Rumpus: The book shares the idea that young women drive linguistic innovation. What does “verbing” reveal about gender and authority?
Kaufman: This comes from my interviews with a number of linguists who are the real experts on this. Their research has shown that it’s young women who push the language changes forward. Young women—girls, teenagers—like to play with language. Girls are a little more quick to speak, to learn language, to play with it. Girls use a lot of language jokes, toying with it, stretching it out, throwing in new words. So they’re usually the ones who push these changes forward. That was really interesting to me.

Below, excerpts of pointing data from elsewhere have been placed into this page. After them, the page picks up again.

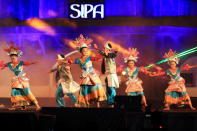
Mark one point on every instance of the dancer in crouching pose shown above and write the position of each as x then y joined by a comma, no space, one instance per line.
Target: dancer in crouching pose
21,96
64,81
91,90
176,91
109,68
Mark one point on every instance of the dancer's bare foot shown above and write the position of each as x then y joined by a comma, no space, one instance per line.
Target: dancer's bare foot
192,108
98,104
12,108
23,108
166,108
38,108
111,106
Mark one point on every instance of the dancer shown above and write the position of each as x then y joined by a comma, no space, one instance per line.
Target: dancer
176,91
109,68
91,90
133,83
21,96
64,81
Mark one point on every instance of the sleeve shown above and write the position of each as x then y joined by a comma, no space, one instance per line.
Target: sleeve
161,73
54,68
96,58
2,65
77,61
113,55
186,67
26,63
120,69
101,52
143,69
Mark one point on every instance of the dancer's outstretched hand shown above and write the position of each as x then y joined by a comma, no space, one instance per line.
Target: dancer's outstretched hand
95,46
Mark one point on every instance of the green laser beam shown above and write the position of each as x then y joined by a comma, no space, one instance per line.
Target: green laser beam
177,55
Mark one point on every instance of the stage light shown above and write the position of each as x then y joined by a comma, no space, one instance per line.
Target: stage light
41,25
187,52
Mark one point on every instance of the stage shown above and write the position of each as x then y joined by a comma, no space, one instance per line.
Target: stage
97,119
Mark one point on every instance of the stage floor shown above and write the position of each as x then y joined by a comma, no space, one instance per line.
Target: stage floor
97,119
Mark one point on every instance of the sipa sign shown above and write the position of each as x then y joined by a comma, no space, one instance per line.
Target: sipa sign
86,11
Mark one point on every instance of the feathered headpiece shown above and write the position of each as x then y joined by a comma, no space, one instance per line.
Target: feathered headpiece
13,50
171,56
108,46
132,55
81,42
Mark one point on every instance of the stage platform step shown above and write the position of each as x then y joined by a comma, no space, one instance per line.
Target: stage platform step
97,119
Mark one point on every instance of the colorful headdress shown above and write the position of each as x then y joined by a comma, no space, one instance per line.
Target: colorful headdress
108,46
82,42
60,57
171,56
132,55
13,50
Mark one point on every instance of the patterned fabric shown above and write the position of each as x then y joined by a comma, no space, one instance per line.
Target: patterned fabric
176,91
91,90
111,93
133,84
60,97
138,93
177,83
21,94
176,98
19,97
64,77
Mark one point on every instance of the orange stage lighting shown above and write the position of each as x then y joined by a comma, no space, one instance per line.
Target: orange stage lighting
41,25
115,45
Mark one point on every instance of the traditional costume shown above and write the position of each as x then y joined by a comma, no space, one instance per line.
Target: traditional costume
21,95
176,90
64,81
133,83
108,67
91,90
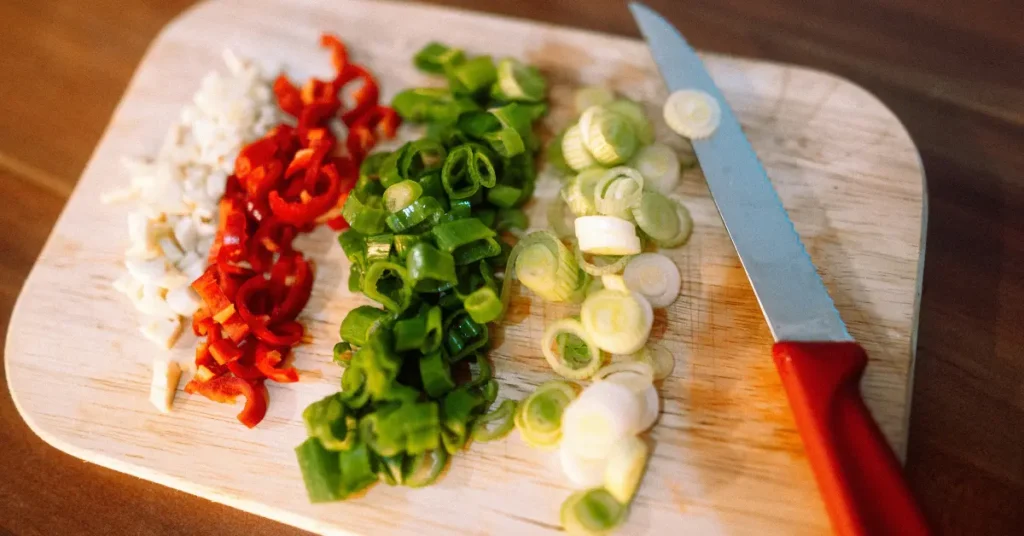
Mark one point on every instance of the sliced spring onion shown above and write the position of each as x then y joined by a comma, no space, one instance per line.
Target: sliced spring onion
651,409
388,284
483,305
607,136
546,266
436,56
604,413
606,236
519,82
570,369
685,228
579,192
619,323
659,166
617,192
496,424
654,276
637,117
423,209
625,468
613,282
692,113
399,196
656,215
610,266
364,217
539,417
573,151
359,322
592,512
585,97
582,472
427,262
636,375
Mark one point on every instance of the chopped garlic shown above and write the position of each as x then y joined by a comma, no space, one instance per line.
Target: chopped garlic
183,300
163,331
174,221
164,384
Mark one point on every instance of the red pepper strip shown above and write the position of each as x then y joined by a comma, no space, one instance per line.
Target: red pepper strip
208,289
236,327
224,351
288,95
231,230
305,211
226,388
298,293
267,360
337,223
366,96
245,367
339,53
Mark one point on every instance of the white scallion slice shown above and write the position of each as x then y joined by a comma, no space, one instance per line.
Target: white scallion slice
656,215
546,266
692,113
651,407
606,236
654,276
617,192
616,322
625,468
580,367
608,136
685,228
637,117
582,472
591,96
636,375
659,166
574,152
579,192
603,414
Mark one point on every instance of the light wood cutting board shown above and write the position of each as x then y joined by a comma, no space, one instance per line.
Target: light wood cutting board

We think of Shakespeare as inventing a lot of words. Well, it’s hard to say for sure. We don’t have tape recordings of what language sounded like in his day. We can only go by what has come down to us in written form. He was extremely inventive, and he may have heard these new words being used in the world around him and then put them on the page, but it’s highly likely it was his wife and her friends that were using these words before he did. We’ll never know.
Rumpus: You write that AI tends toward “numbing obviousness” and lifeless phrasing, and urge writers to “defy AI with poetic use of verbs.” What can human writers do that AI can’t?
Kaufman: Verbs fall into every other part of speech that writers can use infinitely more deftly, imaginatively, and poetically than AI. With our imagination, the creativity we bring to bear, our perception, our ability to see things and translate that into words with freshness and energy, that’s how we can defy AI. It’s really going to be our imagination and creativity that distinguish the human touch.
Rumpus: I love the appendix of vintage verbs worth reviving. What words would you put in your “Word Graveyard?”
Kaufman: I didn’t want to give too long a list of verbs, just a few of the most wonderful ones. There’s a kind of music and a rhythm about them: concatenate, rantipole, tossicate, recrudesce. You can tell they’re a little old-fashioned. It’s like looking at a photograph, you can sort of tell the era. They’re very evocative. They have a sense of music. They almost say what they mean, in the way the word sounds. I love that.
My number one candidate for the “Word Graveyard” is “utilize.” It’s pompous, pretentious. Why not just say use? I dislike “exude.” I often see exude like this: “the smiles they exuded.” To me, it brings to mind oozing, the way it sounds. Just say they smiled!
Rumpus: Anything else you’d like us to know about this book?
Kaufman: I had a great deal of fun writing this book. It’s my love letter to writing, and to a lot of the books I’m looking at here on my shelves. It was an invitation to discover new writers. It’s a book about books, what really makes them come alive.